The crisis is writ large in Tafila, a grim southern town that has seen protests by al-Hirak, a movement that expresses the “dignity deficit” that unites all the Arab uprisings. Unemployment — perhaps 30 per cent nationally — is high among graduates and there is no sign of the wealth generated by the nearby newly-privatised potash mines. The arrest of tribal activists charged with insulting the monarch was an exception to the “soft containment” policy masterminded by the Mukhabarat secret police. Twenty were pardoned after elders paid homage to the king.

Topping the list of popular concerns is corruption, with a rash of unresolved cases it is whispered may lead back to the palace. Claims that the king ordered MPs to block an investigation landed one journalist in a state security court for incitement. Mohammad al-Dahabi, a former Mukhabarat chief, faces charges of money-laundering, abuse of power and embezzlement — though some suspect he may be a convenient scapegoat.

“Five years ago none of our listeners would dare talk about politics,” says Daoud Kuttab, who runs the independent Radio Balad. “Now the phone is ringing off the hook. We hear about corruption on air, on the record, all the time.”

Even the king is coming under direct attack. Comments and caricatures posted on social media sites mock him and his penchant for Harley Davidson bikes — a savage contrast to a culture of official deference symbolised by the golden crown logo of Petra, the official news agency.

“Now young people are cursing the king and that’s a problem,” muses Laith Shubeilat, an outspoken opposition leader who urged Abdullah to change to save his throne. “We are tumbling economically and in terms of corruption. It’s a farce.”

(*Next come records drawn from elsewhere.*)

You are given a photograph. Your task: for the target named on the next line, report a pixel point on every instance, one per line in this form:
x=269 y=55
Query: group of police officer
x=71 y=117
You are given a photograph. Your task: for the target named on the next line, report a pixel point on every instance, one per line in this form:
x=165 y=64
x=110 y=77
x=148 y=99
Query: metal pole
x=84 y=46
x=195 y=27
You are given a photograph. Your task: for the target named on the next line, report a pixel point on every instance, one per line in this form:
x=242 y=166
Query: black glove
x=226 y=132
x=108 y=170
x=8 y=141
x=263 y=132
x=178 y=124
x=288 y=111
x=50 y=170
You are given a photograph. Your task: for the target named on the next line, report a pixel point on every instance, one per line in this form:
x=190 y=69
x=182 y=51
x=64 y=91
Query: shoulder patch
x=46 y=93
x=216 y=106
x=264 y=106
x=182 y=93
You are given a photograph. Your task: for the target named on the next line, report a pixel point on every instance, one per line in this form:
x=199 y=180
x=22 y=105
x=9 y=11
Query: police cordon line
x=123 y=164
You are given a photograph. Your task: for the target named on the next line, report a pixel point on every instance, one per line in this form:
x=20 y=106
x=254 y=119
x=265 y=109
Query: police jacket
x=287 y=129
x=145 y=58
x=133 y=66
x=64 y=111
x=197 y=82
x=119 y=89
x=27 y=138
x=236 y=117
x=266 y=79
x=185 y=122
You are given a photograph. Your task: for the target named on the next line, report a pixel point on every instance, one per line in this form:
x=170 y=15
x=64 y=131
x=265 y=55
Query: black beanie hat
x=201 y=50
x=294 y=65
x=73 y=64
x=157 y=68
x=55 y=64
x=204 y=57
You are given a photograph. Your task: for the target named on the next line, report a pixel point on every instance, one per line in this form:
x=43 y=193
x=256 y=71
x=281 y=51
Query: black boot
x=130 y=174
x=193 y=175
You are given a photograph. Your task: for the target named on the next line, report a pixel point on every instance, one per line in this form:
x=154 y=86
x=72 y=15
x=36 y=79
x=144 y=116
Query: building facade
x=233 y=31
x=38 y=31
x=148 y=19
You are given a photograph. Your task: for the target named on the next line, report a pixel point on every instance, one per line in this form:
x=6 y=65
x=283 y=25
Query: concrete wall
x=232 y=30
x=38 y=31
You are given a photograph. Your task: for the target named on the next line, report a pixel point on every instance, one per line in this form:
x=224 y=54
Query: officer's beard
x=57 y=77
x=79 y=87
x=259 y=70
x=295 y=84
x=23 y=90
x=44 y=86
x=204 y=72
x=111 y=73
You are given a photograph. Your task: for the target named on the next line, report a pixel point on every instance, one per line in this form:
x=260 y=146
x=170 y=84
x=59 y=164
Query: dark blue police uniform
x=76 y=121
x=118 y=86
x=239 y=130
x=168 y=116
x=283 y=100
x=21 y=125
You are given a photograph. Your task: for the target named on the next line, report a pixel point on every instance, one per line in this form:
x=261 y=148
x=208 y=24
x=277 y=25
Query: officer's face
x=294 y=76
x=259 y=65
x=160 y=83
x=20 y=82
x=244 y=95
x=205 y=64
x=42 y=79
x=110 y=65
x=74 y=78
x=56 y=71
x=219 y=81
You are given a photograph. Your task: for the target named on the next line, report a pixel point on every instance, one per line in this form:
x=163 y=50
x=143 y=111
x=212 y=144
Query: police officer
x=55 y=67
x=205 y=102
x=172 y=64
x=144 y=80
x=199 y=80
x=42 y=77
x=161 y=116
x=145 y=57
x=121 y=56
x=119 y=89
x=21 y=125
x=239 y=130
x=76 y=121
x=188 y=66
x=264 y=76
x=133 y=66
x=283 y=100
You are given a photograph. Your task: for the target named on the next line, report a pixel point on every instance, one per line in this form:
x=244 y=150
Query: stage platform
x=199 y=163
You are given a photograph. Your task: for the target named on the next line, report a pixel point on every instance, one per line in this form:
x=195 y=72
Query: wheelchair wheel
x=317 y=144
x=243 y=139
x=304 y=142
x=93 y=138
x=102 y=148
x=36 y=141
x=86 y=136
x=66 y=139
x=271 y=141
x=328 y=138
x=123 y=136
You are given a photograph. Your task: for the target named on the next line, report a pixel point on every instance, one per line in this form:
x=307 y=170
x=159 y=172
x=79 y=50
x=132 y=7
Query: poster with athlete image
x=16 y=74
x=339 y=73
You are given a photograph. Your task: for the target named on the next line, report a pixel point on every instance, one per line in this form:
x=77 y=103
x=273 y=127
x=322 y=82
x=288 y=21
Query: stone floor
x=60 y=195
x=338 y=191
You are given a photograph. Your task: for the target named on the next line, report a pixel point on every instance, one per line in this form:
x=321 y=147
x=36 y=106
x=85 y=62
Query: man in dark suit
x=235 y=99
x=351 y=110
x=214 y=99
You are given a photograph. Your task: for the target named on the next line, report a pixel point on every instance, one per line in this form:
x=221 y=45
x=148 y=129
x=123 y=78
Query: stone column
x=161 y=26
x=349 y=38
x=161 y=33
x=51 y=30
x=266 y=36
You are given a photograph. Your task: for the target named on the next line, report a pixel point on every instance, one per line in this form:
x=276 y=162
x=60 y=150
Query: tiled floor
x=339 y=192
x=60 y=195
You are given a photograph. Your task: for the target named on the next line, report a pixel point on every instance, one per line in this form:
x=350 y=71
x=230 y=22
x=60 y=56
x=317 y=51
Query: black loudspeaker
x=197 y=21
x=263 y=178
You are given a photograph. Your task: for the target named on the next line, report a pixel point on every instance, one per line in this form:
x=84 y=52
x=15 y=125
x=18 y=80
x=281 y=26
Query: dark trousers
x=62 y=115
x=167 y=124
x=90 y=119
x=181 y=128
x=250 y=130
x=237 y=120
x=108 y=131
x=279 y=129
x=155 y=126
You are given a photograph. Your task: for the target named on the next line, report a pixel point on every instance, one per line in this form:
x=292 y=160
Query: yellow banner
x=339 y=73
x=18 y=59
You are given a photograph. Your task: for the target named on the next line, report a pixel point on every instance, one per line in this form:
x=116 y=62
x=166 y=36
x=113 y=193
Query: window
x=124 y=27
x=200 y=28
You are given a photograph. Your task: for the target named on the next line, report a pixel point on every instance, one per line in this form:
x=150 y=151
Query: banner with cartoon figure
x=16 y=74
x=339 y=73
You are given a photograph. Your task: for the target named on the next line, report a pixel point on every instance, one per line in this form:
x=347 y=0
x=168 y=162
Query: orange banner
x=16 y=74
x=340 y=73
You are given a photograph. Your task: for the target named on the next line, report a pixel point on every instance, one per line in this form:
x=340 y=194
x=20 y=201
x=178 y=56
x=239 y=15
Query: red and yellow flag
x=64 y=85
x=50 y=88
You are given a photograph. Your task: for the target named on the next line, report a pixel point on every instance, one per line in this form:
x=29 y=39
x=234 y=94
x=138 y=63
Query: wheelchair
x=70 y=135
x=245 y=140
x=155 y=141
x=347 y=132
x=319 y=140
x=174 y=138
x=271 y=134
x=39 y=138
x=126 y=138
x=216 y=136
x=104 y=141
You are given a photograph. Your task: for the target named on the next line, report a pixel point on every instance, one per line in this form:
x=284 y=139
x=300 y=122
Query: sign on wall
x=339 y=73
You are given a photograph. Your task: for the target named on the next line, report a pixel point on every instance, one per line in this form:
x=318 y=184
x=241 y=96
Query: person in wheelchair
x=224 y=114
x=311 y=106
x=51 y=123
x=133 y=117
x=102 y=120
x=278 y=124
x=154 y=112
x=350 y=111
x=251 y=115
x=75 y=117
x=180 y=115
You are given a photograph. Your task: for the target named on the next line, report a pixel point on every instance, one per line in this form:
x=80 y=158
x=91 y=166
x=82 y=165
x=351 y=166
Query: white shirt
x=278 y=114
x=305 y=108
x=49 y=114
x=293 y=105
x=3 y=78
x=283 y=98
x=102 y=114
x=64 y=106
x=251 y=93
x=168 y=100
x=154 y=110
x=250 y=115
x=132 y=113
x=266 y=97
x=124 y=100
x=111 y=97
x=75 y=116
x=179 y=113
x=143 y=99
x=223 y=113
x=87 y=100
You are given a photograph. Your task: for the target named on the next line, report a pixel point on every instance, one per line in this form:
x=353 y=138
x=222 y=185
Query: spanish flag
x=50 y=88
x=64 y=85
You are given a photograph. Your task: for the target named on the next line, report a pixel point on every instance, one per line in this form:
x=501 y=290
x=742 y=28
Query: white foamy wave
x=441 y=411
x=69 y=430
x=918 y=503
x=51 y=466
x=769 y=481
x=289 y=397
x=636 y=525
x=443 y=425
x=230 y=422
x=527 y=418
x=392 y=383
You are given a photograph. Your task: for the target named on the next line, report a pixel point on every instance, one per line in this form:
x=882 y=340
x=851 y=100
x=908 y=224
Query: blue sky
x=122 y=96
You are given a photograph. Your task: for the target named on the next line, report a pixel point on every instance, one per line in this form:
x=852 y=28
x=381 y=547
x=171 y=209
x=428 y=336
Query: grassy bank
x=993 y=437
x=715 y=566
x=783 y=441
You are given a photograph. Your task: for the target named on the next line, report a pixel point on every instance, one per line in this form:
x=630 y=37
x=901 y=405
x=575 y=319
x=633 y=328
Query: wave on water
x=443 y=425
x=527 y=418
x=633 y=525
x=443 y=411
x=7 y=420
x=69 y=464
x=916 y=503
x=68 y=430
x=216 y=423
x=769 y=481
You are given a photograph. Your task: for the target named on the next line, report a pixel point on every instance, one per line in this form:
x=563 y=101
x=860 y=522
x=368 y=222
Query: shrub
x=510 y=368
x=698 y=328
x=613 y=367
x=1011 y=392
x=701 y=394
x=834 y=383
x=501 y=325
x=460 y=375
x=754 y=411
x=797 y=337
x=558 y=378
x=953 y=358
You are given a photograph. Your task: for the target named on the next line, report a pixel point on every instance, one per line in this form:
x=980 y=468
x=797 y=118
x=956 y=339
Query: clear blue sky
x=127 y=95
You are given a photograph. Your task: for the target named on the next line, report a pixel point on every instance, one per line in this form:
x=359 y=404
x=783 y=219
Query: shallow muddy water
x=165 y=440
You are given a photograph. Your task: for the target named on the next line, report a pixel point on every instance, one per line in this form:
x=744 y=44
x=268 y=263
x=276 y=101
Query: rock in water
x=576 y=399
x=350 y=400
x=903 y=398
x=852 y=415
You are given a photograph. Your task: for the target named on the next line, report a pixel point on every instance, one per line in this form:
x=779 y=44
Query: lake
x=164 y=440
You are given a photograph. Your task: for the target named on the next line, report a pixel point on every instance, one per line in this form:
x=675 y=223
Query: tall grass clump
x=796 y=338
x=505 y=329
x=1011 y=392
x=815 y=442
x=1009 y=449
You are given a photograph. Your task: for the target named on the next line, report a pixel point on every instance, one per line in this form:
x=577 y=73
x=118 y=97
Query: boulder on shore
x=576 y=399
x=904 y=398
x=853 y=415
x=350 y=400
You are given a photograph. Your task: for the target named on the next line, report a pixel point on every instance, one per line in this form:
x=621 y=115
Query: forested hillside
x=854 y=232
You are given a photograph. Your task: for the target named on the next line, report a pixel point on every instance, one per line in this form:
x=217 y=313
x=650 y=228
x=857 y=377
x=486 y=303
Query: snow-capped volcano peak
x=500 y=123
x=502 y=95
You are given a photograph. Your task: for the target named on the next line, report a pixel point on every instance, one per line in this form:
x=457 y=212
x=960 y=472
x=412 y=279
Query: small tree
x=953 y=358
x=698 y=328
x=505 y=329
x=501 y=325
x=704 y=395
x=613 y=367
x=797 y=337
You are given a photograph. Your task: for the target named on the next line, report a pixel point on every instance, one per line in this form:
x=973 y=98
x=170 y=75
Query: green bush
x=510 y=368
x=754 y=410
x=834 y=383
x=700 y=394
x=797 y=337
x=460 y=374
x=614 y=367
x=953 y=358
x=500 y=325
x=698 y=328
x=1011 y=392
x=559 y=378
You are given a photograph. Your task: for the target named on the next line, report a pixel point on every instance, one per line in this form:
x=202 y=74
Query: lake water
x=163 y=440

The official narrative is that reform must be gradual and take into account Jordan’s “specifics” and regional complexities. “There’s too much talk about constitutional monarchy and too much talk that the Islamists will not take part unless the king’s powers are limited,” argues Twal. “The large majority of Jordanians do not want to hear anything about touching the king’s powers.” Decoded, those “specifics” are largely about the ever-sensitive relations between East Bank Jordanians and Jordanians of Palestinian origin who make up at least 50 per cent of the population, many of whom support the IAF. This worries those who fear an Israeli plan to annex the West Bank for an “alternative” Palestinian homeland. “The state has used divisions between Jordanians and Palestinians to divide and rule and contain the protests,” said al-Masri. “The decision-makers are relaxed and feel they are still in control. But it’s the Arab spring and the world is changing. We need leaders who think about the future, see things in a wider perspective and don’t just go for quick fixes.”

Abdullah, say critics, seems to think the tide has turned in favour of the Middle Eastern status quo: factors include Bashar al-Assad’s survival in Syria, Islamist disarray in Egypt and, crucially, the lack of US pressure on Jordan. Those who reject this assessment include Awn Khasawneh, Tarawneh’s predecessor, who resigned after being blamed for moving too slowly on reform when his real crime, many feel, was reaching out to the IAF and thus falling foul of the palace and the Mukhabarat. “Spring is a seasonal thing,” Khasawneh quipped, “it keeps coming back”.

Lamis Andoni, a columnist for al-Arab al-Yom, put it more bluntly: “The regime has reached the conclusion — I think it’s a miscalculation — that it can carry on without making fundamental changes. It’s betting that the protest movement will get weaker and that it can fall back on its traditional power base of tribal leaders. It also feels certain that the majority of Jordanians of Palestinian origin will not turn against it. But the risk is that the economic situation will undermine those assumptions. People in Jordan are demoralised for more than a year. They are not sure demonstrations will make any difference. They are unhappy but fear the alternative.”